O parágrafo terceiro, ao longo de dois incisos, faz duas ressalvas quanto à aplicação da presunção, excluindo dela os seguintes casos: (I) aos casos de aquisição, por meio de negociação privada, de ações que se encontrem em tesouraria, decorrente do exercício de opção de compra de acordo com plano de outorga de opção de compra de ações aprovado em assembleia geral, ou quando se tratar de outorga de ações a administradores, empregados ou prestadores de serviços como parte de remuneração previamente aprovada em assembleia geral; e (II) às negociações envolvendo valores mobiliários de renda fixa, quando realizadas mediante operações com compromissos conjugados de recompra pelo vendedor e de revenda pelo comprador, para liquidação em data preestabelecida, anterior ou igual à do vencimento dos títulos objeto da operação, realizadas com rentabilidade ou parâmetros de remuneração predefinidos.
Política de divulgação
Outra alteração relevante foi a especificação do tipo de companhias que estaria sujeito à obrigatoriedade da Política de Divulgação, especificada no art. 17. Segundo o dispositivo, a companhia aberta deve, por deliberação do conselho de administração, adotar essa política em relação a ato ou fato relevante, já caracterizados no início desse artigo.
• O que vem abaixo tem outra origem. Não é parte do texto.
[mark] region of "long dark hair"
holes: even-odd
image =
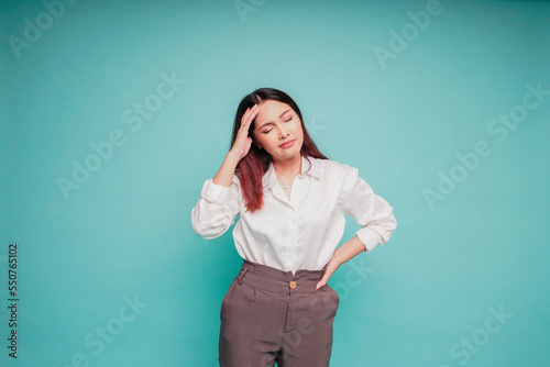
[[[246,94],[242,99],[241,103],[239,103],[235,120],[233,122],[233,134],[231,136],[230,149],[235,142],[237,133],[241,127],[241,120],[246,109],[266,100],[275,100],[288,104],[300,119],[301,130],[304,133],[304,144],[300,149],[301,156],[305,156],[306,158],[309,156],[314,158],[328,159],[321,152],[319,152],[317,145],[309,136],[306,125],[304,124],[304,119],[301,118],[300,109],[296,102],[284,91],[274,88],[256,89],[252,93]],[[256,141],[253,133],[256,122],[255,120],[256,119],[252,121],[249,129],[249,136],[254,142]],[[271,162],[271,155],[265,152],[265,149],[260,149],[254,143],[252,143],[249,153],[237,165],[235,174],[241,182],[241,190],[243,192],[246,210],[251,213],[261,209],[264,203],[262,178],[264,177],[267,168],[270,168]]]

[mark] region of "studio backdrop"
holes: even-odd
[[[242,258],[190,214],[262,87],[398,223],[329,279],[331,366],[550,364],[549,2],[0,7],[1,366],[218,366]]]

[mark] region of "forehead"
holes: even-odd
[[[267,100],[263,103],[260,103],[260,112],[256,115],[256,125],[267,122],[267,121],[277,121],[283,112],[286,110],[293,111],[293,109],[283,102]]]

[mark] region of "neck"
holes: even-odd
[[[294,157],[284,160],[273,160],[273,168],[279,176],[295,176],[301,174],[301,155],[297,154]]]

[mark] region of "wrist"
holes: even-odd
[[[233,164],[235,167],[240,160],[241,160],[241,157],[233,152],[229,152],[228,154],[226,154],[226,162]]]

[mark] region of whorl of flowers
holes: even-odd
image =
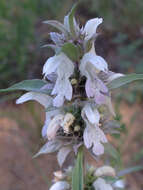
[[[43,80],[47,84],[42,90],[50,93],[31,91],[16,102],[36,100],[45,107],[42,136],[47,143],[37,155],[58,151],[60,166],[82,144],[94,156],[104,153],[104,143],[108,142],[105,133],[116,132],[113,127],[110,130],[110,125],[108,130],[106,127],[115,116],[107,85],[122,76],[111,72],[104,58],[95,52],[97,28],[103,19],[94,18],[79,27],[73,12],[74,8],[64,18],[64,24],[44,22],[60,30],[60,33],[51,32],[53,44],[45,45],[55,50],[55,55],[43,66]],[[106,117],[106,113],[112,117]]]
[[[28,91],[16,103],[35,100],[45,108],[41,134],[46,143],[34,157],[58,152],[57,160],[62,167],[67,156],[74,153],[76,162],[70,170],[72,172],[54,173],[55,180],[50,190],[123,188],[119,180],[125,171],[116,176],[113,168],[103,166],[96,169],[94,175],[89,175],[83,164],[83,153],[87,154],[88,150],[95,160],[99,160],[104,152],[108,152],[109,157],[119,160],[107,138],[107,134],[119,133],[120,128],[114,119],[111,90],[142,80],[143,75],[110,71],[104,58],[95,52],[97,28],[103,19],[90,19],[80,27],[74,17],[75,8],[65,16],[63,24],[55,20],[44,22],[58,29],[59,33],[51,32],[52,43],[44,45],[52,48],[55,55],[45,62],[43,79],[25,80],[0,92]],[[108,156],[106,161],[109,163]],[[106,176],[112,179],[107,180]],[[89,181],[84,182],[84,177]],[[118,185],[114,184],[115,181]]]

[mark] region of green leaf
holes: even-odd
[[[67,25],[69,26],[69,30],[73,37],[75,36],[74,15],[77,5],[78,3],[74,4],[69,14],[65,16],[65,20],[67,20]]]
[[[119,152],[110,143],[105,143],[104,144],[104,151],[105,151],[105,154],[111,156],[116,161],[120,161]]]
[[[46,81],[33,79],[33,80],[24,80],[17,84],[12,85],[9,88],[1,89],[0,92],[12,92],[18,90],[25,90],[25,91],[33,91],[33,92],[41,92],[45,94],[49,94],[49,90],[41,89],[47,85]]]
[[[72,61],[77,61],[79,59],[79,49],[72,43],[65,43],[61,48],[61,51],[64,52]]]
[[[72,173],[72,190],[83,189],[83,148],[81,147]]]
[[[68,31],[66,30],[65,26],[62,23],[60,23],[60,22],[58,22],[56,20],[47,20],[47,21],[44,21],[43,23],[44,24],[49,24],[49,25],[57,28],[58,30],[63,32],[66,36],[68,35]]]
[[[138,172],[140,170],[143,170],[143,166],[134,166],[134,167],[131,167],[131,168],[126,168],[124,170],[121,170],[117,176],[118,177],[122,177],[124,175],[127,175],[127,174],[130,174],[130,173],[133,173],[133,172]]]
[[[51,48],[52,50],[55,51],[56,54],[58,54],[61,51],[61,48],[53,44],[45,44],[41,48]]]
[[[137,80],[143,80],[143,74],[128,74],[111,81],[107,86],[109,89],[115,89]]]

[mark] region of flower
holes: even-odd
[[[94,75],[100,71],[108,71],[107,62],[101,56],[98,56],[95,53],[94,42],[92,42],[92,48],[90,51],[85,53],[81,59],[79,69],[81,75],[84,75],[87,78],[89,76],[94,77]]]
[[[45,77],[51,73],[57,74],[57,80],[51,93],[57,95],[53,100],[54,106],[60,107],[65,99],[72,99],[72,85],[69,77],[73,74],[73,71],[74,64],[64,53],[55,55],[46,61],[43,67]]]
[[[82,110],[82,117],[86,122],[83,138],[86,148],[92,148],[95,155],[99,156],[104,153],[102,143],[107,143],[107,138],[99,128],[100,114],[96,108],[92,109],[89,104],[85,105]]]
[[[87,21],[83,29],[83,34],[85,34],[85,40],[89,40],[95,36],[96,29],[102,22],[102,18],[94,18]]]
[[[53,140],[55,138],[56,133],[60,128],[60,125],[63,120],[64,120],[64,115],[58,114],[54,116],[54,118],[49,122],[49,125],[47,127],[47,137],[49,140]]]

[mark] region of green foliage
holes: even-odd
[[[83,149],[79,149],[72,174],[72,190],[83,190]]]
[[[65,2],[65,0],[0,1],[0,88],[31,77],[31,67],[33,68],[33,65],[37,67],[35,60],[39,60],[36,48],[41,46],[36,24],[41,18],[63,14]],[[66,3],[64,5],[66,6]],[[70,5],[68,3],[67,9]],[[32,77],[34,78],[33,75]]]
[[[39,79],[24,80],[22,82],[12,85],[9,88],[1,89],[0,92],[13,92],[17,90],[26,90],[26,91],[42,92],[49,94],[48,90],[42,89],[42,87],[44,87],[45,85],[47,85],[47,82]]]
[[[119,77],[119,78],[111,81],[108,84],[108,88],[109,89],[119,88],[125,84],[131,83],[131,82],[137,81],[137,80],[143,80],[143,74],[128,74],[128,75]]]

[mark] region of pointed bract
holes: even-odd
[[[96,29],[102,22],[102,18],[94,18],[87,21],[83,30],[85,40],[91,39],[96,34]]]

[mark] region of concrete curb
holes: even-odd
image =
No entanto, a grande inovação da resolução foi tornar essa adoção obrigatória apenas para as companhias que estejam registradas na categoria A. Cumulada a essa característica, também são exigidos pela norma a autorização por entidade administradora de mercado para negociar valores mobiliários em bolsa e, além disso, que a companhia possua ações em circulação. Nesse último ponto, a exceção são aquelas de titularidade do controlador, das pessoas a ele vinculadas, dos administradores da companhia e daquelas mantidas em tesouraria.
Base da resolução
As mudanças realizadas pela Comissão de Valores Mobiliários foram efetuadas com base nos resultados coletados pela Audiência Pública 06/20, conforme ressaltou a própria autarquia, demonstrando a importância da participação dos interessados na operacionalização do mercado em assuntos desta ordem.